Because one can never be sure of a player's actions, music and videogames will never be able to posses that familial bond that music and cinema do. The closest the two will ever be is in the cutscenes, the non-game parts of a game. In exchange for control, artistry and impact must be sacrificed. Although they are a burgeoning sandbox for new stories and ideas, games will never approach film or even television in terms of artistry due to this dichotomy.  Something which is such a vital component to other visual media will never be a major part of videogames. This problem can never be rectified, by the very nature of these games and their need for interactivity. The level of artistry can simply never compete. No matter how hard videogames overcompensate, the gap can't be bridged, and that's a shame.
Posted by JJWeatherman

too looong. don't worry i'll read it (and maybe even post) tomorrow. I like reading stuff on this forum. Seems like a lot more interesting stuff here then most places.

Edited by Tru3_Blu3

Gears of War2 did a phenomenal job with it's orchestral score. It followed the lines of almost every action within every cutscene and section of gameplay. I think it is possible to bridge the gap, that is unless you give the composer the script and see how the composer visions the scenes; causing him to create music.

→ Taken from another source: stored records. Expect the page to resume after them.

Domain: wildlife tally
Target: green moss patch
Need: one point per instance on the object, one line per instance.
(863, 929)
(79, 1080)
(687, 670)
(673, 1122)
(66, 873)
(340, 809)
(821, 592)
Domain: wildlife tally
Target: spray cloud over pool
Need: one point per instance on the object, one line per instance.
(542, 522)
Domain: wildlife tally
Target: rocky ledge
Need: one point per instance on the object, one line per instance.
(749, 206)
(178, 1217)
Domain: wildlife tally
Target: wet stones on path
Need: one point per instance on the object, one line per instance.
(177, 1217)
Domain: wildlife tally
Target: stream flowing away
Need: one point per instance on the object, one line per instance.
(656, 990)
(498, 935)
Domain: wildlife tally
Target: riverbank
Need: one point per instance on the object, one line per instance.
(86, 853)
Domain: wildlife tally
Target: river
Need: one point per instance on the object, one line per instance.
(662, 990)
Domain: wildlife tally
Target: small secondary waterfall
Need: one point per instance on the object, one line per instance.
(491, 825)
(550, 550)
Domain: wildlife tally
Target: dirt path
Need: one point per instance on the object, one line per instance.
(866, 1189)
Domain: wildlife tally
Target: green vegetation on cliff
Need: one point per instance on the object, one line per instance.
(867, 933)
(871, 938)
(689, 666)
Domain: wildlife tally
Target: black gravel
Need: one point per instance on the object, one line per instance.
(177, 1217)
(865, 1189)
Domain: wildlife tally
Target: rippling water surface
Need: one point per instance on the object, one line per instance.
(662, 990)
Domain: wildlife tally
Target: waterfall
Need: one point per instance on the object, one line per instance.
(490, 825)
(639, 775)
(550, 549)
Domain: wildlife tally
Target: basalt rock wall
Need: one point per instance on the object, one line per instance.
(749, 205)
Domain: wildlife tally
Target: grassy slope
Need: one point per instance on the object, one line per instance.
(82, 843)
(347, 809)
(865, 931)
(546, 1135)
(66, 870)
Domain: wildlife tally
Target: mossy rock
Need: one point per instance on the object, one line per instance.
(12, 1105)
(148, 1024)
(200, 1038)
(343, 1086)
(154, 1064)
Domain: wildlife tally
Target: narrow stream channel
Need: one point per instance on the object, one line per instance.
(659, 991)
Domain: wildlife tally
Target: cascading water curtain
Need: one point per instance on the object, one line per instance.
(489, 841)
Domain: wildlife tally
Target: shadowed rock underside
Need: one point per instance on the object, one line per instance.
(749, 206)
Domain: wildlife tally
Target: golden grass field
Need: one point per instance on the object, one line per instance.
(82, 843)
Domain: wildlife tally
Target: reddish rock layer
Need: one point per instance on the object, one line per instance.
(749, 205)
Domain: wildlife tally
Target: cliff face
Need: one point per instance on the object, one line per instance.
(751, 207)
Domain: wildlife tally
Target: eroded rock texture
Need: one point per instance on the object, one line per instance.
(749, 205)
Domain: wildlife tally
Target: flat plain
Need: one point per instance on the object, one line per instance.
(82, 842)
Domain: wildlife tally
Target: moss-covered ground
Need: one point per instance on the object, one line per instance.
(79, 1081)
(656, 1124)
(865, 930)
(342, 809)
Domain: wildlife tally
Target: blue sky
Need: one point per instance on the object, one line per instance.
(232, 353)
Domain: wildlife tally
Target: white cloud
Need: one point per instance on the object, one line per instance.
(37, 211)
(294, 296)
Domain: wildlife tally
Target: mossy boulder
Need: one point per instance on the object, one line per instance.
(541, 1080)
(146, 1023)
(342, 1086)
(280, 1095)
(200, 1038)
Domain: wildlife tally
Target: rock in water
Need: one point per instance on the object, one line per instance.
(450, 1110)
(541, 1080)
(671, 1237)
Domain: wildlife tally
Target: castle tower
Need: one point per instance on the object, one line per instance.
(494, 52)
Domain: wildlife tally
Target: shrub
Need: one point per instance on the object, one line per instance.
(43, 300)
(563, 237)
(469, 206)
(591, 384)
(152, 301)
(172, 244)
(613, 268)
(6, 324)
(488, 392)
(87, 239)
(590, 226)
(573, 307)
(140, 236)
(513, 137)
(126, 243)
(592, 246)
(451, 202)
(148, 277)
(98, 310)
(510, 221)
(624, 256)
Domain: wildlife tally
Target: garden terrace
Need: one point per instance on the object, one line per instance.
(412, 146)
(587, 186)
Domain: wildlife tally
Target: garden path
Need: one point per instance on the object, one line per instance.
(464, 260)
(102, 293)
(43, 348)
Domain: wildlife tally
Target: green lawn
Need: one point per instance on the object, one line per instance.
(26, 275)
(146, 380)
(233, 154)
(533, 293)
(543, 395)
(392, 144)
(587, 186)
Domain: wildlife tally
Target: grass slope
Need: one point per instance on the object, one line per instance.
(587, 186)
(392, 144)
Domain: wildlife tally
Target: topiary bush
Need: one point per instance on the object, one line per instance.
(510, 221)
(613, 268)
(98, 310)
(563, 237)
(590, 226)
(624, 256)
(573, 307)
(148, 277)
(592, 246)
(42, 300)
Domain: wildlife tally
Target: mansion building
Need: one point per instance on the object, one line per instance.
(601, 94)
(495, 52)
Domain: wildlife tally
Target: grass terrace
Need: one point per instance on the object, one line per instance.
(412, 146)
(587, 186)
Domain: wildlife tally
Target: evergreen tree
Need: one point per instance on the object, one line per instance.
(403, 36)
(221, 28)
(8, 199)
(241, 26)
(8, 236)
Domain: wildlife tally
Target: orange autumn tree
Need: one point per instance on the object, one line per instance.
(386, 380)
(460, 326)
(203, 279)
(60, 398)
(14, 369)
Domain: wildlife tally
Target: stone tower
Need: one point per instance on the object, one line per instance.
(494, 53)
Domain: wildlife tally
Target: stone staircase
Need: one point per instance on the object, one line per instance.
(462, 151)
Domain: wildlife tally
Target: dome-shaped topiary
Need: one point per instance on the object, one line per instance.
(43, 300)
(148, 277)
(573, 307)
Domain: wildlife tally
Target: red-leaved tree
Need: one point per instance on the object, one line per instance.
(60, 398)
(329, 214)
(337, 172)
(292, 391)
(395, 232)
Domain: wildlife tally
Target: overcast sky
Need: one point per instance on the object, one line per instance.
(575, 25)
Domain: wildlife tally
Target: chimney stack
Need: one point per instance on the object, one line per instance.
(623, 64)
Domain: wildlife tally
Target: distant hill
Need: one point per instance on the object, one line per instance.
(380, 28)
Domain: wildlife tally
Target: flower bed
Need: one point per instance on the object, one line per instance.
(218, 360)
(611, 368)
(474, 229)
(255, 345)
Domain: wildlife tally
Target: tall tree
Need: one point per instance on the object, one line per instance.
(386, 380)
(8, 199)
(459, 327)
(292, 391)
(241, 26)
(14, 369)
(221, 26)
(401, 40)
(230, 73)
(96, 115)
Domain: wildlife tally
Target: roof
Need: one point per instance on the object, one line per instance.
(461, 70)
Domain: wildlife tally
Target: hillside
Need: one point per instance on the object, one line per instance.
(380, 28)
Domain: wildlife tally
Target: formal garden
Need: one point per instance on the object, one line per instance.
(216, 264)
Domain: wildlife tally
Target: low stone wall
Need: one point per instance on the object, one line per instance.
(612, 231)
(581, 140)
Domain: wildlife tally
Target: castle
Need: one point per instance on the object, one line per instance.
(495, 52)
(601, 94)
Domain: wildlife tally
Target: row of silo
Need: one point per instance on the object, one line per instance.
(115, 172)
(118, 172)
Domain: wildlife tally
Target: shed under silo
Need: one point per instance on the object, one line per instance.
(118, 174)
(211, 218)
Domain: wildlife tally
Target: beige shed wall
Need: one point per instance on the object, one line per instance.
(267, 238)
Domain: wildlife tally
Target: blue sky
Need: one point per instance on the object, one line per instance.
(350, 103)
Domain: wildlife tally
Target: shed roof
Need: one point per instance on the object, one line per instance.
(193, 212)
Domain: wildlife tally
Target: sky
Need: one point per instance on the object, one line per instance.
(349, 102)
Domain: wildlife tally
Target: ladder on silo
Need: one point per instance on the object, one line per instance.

I do agree that music in games, in general, are very unappreciated. I never ignore music in games. I think that's what creates the world of a game's story. If there isn't music in a game, there is no world. There is no character. There's nothing.

I think the Halo series innovated the way we witness music during gameplay scenarios. If you killed every enemy in the vicinity, or escaped a specific area, the music would automatically stop with a final note or a fade out. Games in the past have always did loops with their music; Half-Life is one example.

Posted by RandomHero666

Some games do music very well, such as Final Fantasy, but everyone knows i'm a FFVII fanboy so i won't go there.
Another of my favorites is Half Life 2, just as the action starts heating up, so does the music, with fast paced energetic techno type music, Valve did this so well.
Similar to that, is the Halo series, theres nothing more enjoyable than getting into a tense battle only for music to start up, makes it so much more enjoyable than just hearing gun shots.

Great blog Lies

Posted by Red

Great blog. I'd say the majority of the tracks on my iPod are video game songs. I think music in games, movies and TV shows is great because they're matched with a specific feeling the medium gave you. It's the memorable moments of playing games that are triggered by music.